When Samos’s lips pinched I thought, Take that, you sack of crap. But my inner celebration quickly fizzled. So Koren was Samos’s inside guy. Girl. Meaning all that rage at my unintended insult to her former sverhamin was just overdone fakery. Shoulda seen through that, Jaz.

Samos shoved the phone back to his ear. “You listen to me, you little bitch! I didn’t put my blood to paper just to see this deal crumble because you can’t figure out where some puta took the object of her obsession! Find them!” He snapped the phone closed, jammed it back in his pocket, and began chanting again. More logs flared, along with a new understanding that sent a shaft of pain spiking through my brain. Samos had made another deal with one of Satan’s minions.

“What did you do, Edward?” I asked. Both because I wanted to know, and because interrupting him slowed the spell and the fire. “What did the devil make you give up to pull off this deal?”

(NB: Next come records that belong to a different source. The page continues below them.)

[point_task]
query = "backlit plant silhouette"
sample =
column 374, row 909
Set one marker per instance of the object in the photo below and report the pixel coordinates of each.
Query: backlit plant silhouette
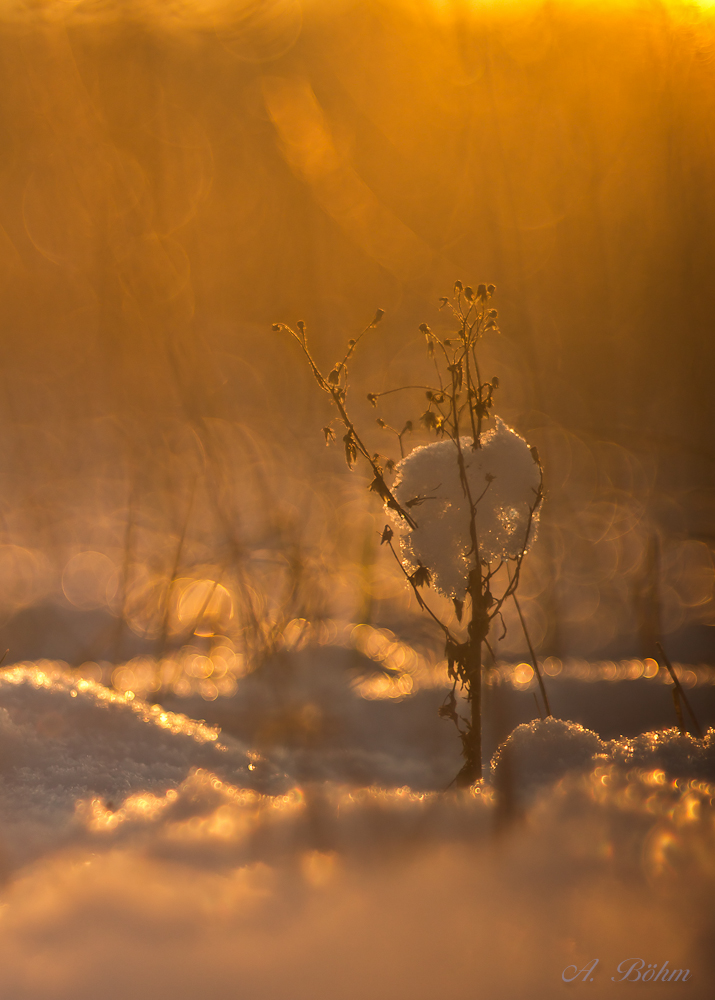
column 461, row 508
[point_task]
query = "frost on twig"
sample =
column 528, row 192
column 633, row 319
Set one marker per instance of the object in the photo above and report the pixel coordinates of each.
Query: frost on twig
column 504, row 482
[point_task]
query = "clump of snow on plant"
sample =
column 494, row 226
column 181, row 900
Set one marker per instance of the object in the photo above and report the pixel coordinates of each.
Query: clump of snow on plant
column 503, row 473
column 539, row 753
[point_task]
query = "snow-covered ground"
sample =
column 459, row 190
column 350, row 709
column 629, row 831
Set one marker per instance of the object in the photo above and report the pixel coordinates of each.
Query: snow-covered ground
column 148, row 855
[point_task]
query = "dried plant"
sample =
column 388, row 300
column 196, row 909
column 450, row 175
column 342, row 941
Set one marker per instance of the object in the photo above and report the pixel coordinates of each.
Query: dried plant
column 462, row 508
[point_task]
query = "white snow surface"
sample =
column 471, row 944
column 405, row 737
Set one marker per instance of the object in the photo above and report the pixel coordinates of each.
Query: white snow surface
column 441, row 541
column 141, row 859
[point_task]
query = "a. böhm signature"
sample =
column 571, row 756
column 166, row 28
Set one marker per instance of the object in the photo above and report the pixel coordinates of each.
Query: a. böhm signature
column 630, row 970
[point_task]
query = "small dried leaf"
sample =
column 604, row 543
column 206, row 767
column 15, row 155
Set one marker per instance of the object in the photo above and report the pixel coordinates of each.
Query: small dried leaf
column 387, row 534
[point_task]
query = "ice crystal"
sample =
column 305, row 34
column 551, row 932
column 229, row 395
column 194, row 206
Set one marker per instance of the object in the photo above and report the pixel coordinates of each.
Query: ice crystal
column 503, row 477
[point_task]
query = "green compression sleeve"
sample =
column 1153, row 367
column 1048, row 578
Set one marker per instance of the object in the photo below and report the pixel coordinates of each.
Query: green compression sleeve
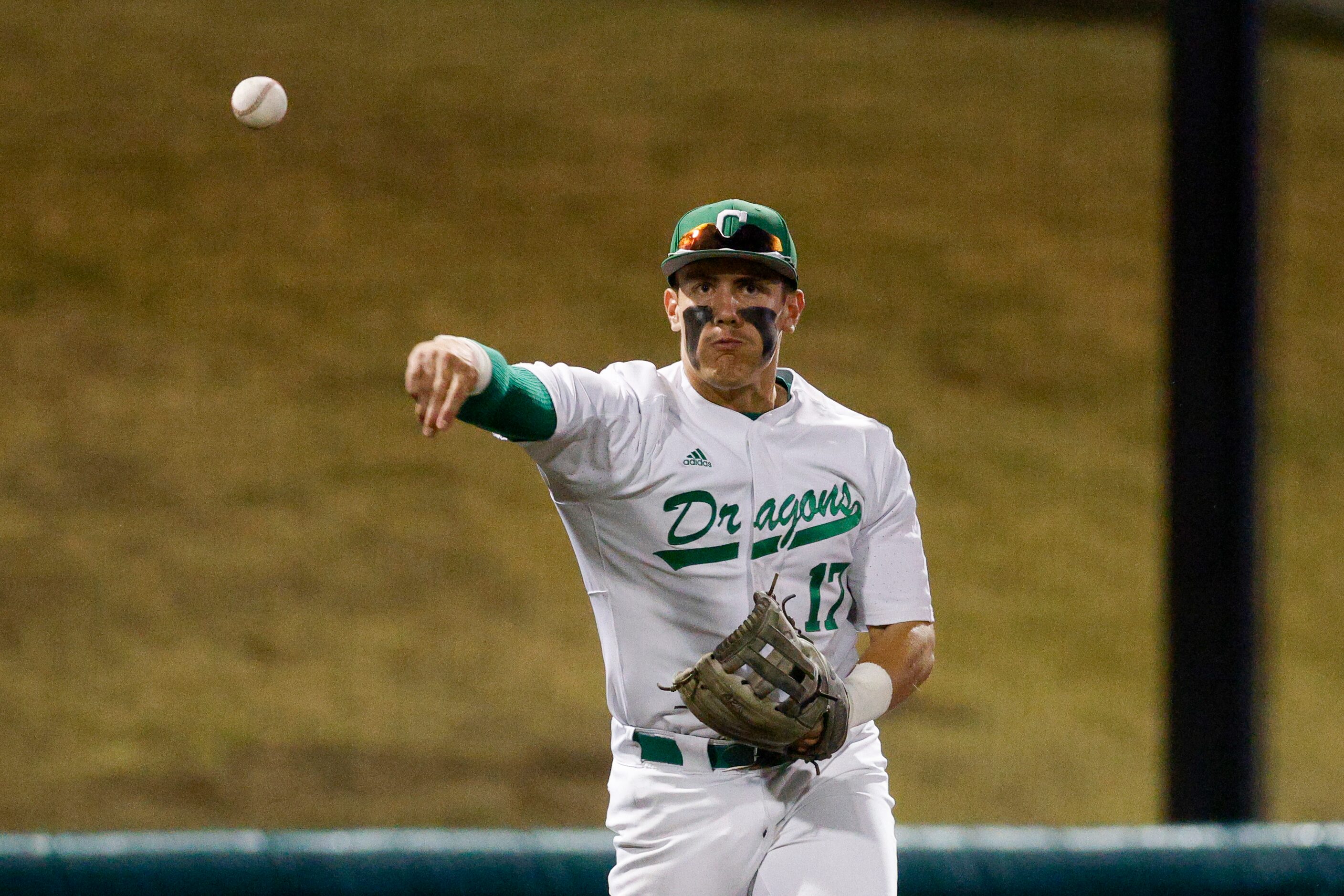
column 515, row 405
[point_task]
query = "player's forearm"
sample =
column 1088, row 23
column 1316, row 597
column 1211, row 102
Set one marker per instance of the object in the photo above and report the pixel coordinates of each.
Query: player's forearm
column 898, row 660
column 514, row 404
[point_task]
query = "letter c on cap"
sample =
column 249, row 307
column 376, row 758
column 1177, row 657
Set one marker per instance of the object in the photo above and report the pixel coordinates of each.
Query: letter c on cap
column 730, row 213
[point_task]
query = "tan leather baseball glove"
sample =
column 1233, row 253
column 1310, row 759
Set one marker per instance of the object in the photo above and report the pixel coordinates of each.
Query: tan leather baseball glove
column 768, row 686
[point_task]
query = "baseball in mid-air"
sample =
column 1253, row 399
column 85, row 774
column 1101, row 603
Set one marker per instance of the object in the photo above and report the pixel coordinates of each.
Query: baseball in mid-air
column 260, row 101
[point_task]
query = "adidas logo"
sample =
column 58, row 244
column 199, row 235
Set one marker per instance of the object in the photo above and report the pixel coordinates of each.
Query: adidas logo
column 697, row 458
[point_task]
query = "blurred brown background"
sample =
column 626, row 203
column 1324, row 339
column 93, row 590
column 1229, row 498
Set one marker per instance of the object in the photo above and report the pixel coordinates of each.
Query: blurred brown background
column 237, row 587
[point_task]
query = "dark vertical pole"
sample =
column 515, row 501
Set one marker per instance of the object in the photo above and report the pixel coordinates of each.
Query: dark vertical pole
column 1213, row 583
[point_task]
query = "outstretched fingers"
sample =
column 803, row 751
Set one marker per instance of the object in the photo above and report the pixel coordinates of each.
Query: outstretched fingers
column 453, row 398
column 437, row 394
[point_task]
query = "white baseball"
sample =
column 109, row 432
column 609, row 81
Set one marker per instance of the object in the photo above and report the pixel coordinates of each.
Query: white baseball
column 260, row 101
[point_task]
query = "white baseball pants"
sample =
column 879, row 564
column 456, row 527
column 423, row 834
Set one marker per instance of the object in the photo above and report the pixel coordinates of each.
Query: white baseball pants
column 686, row 831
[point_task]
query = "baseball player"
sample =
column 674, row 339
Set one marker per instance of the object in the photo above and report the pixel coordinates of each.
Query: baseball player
column 687, row 492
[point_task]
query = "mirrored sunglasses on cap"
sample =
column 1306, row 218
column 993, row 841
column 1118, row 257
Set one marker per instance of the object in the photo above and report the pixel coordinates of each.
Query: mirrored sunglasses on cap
column 748, row 238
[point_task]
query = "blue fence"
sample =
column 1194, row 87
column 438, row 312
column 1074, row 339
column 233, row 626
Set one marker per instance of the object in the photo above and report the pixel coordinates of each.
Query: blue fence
column 1281, row 860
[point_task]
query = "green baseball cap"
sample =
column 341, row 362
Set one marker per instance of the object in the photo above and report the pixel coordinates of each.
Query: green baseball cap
column 733, row 229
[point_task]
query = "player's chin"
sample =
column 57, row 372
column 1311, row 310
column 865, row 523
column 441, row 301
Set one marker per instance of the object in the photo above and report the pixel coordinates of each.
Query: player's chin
column 729, row 374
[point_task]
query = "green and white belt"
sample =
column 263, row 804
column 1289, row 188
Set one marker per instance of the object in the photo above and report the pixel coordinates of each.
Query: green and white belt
column 719, row 754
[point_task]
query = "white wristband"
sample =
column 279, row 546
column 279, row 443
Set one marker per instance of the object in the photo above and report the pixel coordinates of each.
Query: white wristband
column 870, row 692
column 480, row 360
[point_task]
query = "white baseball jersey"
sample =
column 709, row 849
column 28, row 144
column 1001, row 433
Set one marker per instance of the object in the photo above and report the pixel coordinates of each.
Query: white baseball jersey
column 679, row 510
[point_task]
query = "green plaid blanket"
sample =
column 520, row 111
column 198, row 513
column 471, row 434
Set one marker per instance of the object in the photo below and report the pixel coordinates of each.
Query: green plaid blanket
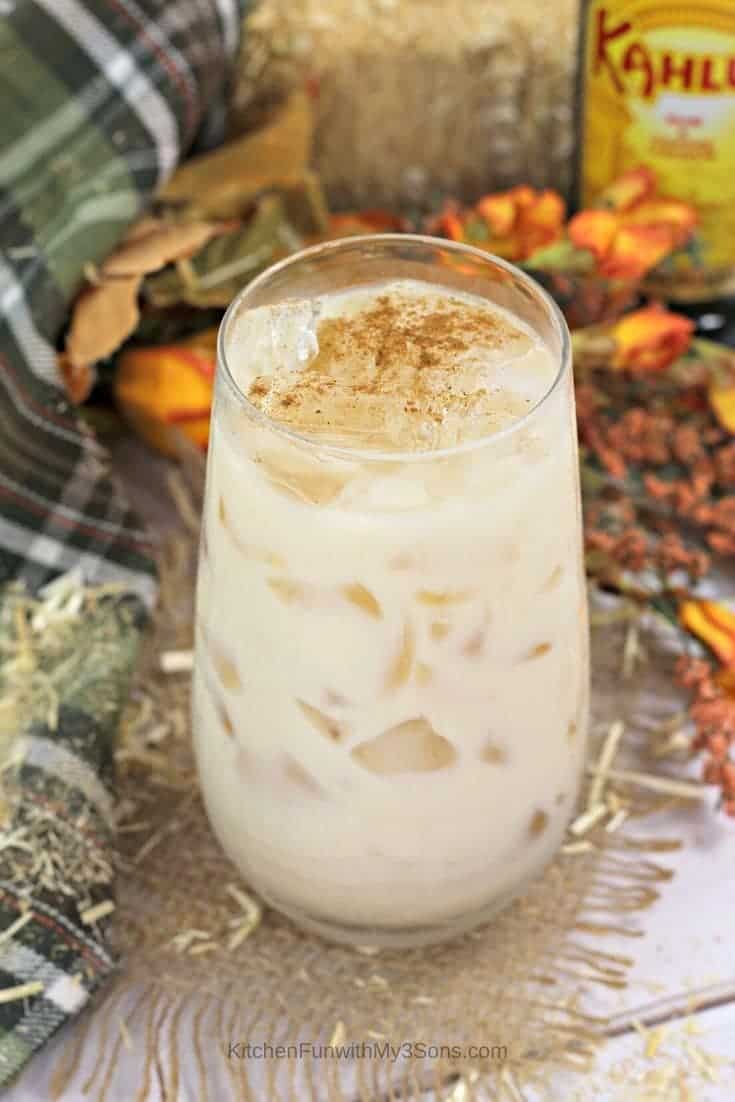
column 100, row 98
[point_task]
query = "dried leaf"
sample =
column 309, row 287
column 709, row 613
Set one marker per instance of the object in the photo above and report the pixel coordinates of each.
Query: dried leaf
column 226, row 263
column 78, row 379
column 103, row 317
column 223, row 184
column 157, row 244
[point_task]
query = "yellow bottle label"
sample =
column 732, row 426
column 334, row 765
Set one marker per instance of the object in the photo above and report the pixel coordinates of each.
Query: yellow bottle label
column 658, row 88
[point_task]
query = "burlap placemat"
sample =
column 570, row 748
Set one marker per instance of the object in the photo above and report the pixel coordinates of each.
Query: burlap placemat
column 204, row 974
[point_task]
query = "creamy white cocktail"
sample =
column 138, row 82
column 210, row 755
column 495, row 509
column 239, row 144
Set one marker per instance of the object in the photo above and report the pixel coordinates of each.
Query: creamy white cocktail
column 390, row 685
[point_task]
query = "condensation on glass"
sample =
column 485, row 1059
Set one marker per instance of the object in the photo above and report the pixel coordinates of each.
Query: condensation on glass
column 390, row 688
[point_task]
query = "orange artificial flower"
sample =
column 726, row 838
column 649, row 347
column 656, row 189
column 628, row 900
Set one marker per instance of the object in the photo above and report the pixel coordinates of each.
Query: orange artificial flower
column 712, row 623
column 651, row 338
column 166, row 390
column 594, row 230
column 511, row 224
column 629, row 188
column 722, row 400
column 634, row 229
column 677, row 218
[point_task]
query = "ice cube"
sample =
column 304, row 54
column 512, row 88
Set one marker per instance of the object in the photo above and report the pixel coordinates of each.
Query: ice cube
column 409, row 747
column 277, row 339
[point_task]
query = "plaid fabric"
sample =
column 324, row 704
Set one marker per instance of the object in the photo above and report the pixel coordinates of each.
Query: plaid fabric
column 100, row 98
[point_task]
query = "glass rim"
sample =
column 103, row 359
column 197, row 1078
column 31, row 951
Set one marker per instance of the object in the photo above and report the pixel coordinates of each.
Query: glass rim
column 377, row 455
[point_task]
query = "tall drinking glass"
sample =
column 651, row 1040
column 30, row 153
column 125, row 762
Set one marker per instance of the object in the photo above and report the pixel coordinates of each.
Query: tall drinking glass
column 391, row 672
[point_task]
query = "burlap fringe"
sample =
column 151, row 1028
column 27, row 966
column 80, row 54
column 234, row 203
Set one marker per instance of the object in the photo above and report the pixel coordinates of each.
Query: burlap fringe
column 166, row 1027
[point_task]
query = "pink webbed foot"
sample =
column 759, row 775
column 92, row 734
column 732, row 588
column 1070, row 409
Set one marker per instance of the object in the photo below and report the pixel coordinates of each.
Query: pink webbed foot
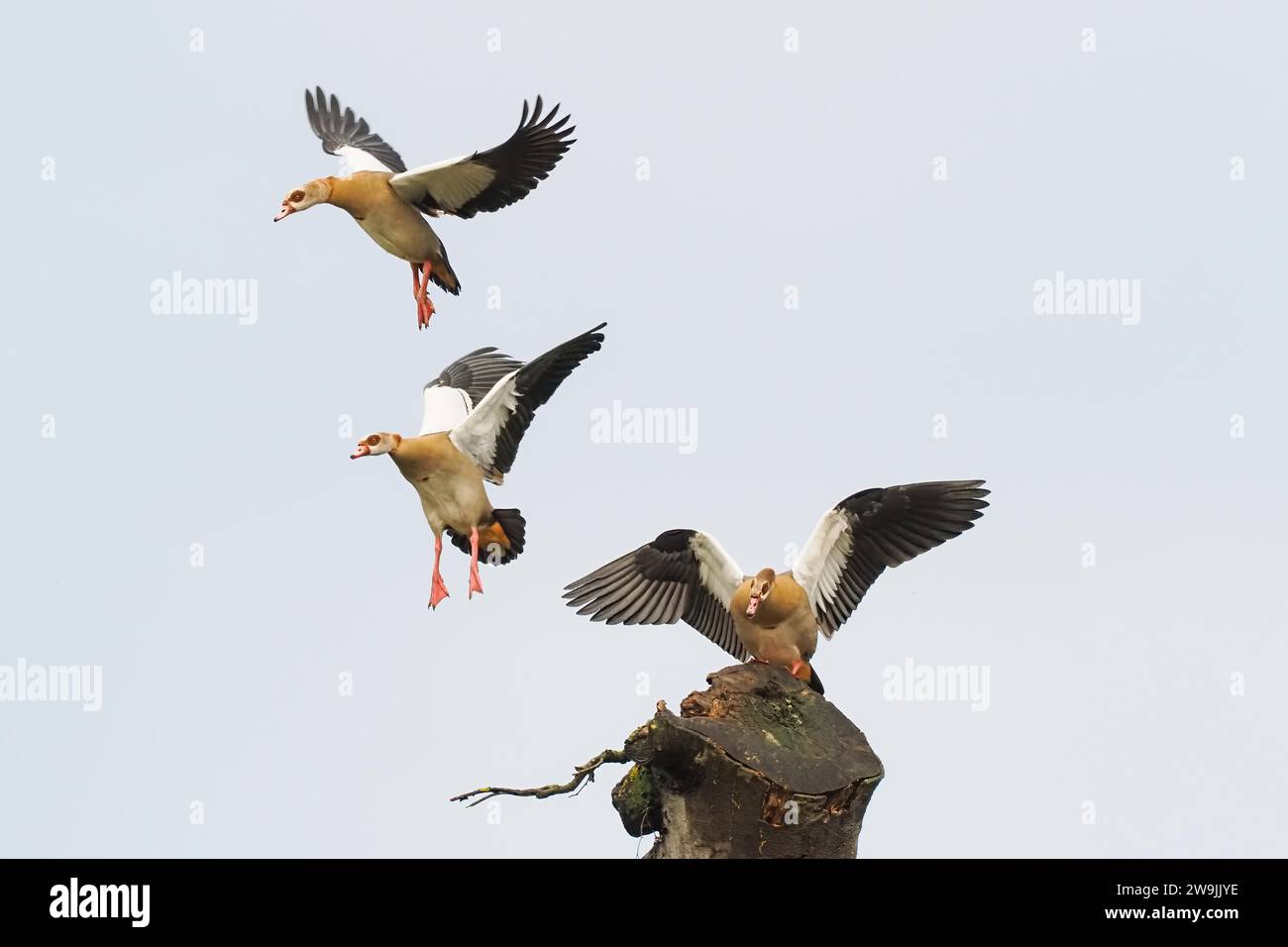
column 424, row 307
column 437, row 591
column 476, row 582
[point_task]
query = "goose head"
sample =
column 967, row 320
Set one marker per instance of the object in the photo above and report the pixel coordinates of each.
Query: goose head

“This was a special one,” Samos said. “It had to be this Trust, because your sweetheart once dwelt here. And, as I well knew, Trust roots grow deep. So he would come running if his old homestead was threatened. Which meant he would bring you.” He spat at me, missing by a mile. But hell, if it got any hotter in this circle I’d be grateful for any form of liquid that came flying my way.

The hatred in Samos’s eyes felt like sulfur in the air, maggots on the skin. Until I reminded myself why it was there. Because Vayl and I had beat him. Repeatedly. And I wasn’t dead yet, dammit. Which meant—

“You didn’t answer my question, Eddie. Demons demand more than blood for their dirty deals. What did you have to give up to get to me?”

Though he turned his face from Jack, Samos’s eyes betrayed him. For just a moment they filled with anguish as they fell to the animal, still prancing restlessly at his henchman’s feet.

Ahhh . . . now I understood why the dog had transferred its loyalty over the course of a few hours. What irony. I’d relinquished my precious cards in order to find out what Samos loved most. And now he’d sacrificed what he loved most, his beloved Ziel, in order to kill me. And it looked like we’d both succeeded. Already the interior of the pentagram had become unbearably hot. We were beginning to sweat and writhe.

“Gotta do something,” said Dave. I wished I could see his face. No, on second thought, it was probably better that we lay back-to-back. It would make the end slightly easier to bear.

“Like what?” I asked as I struggled with my bonds. It was no good. They’d tied them too well for me to release myself before the fire did its work.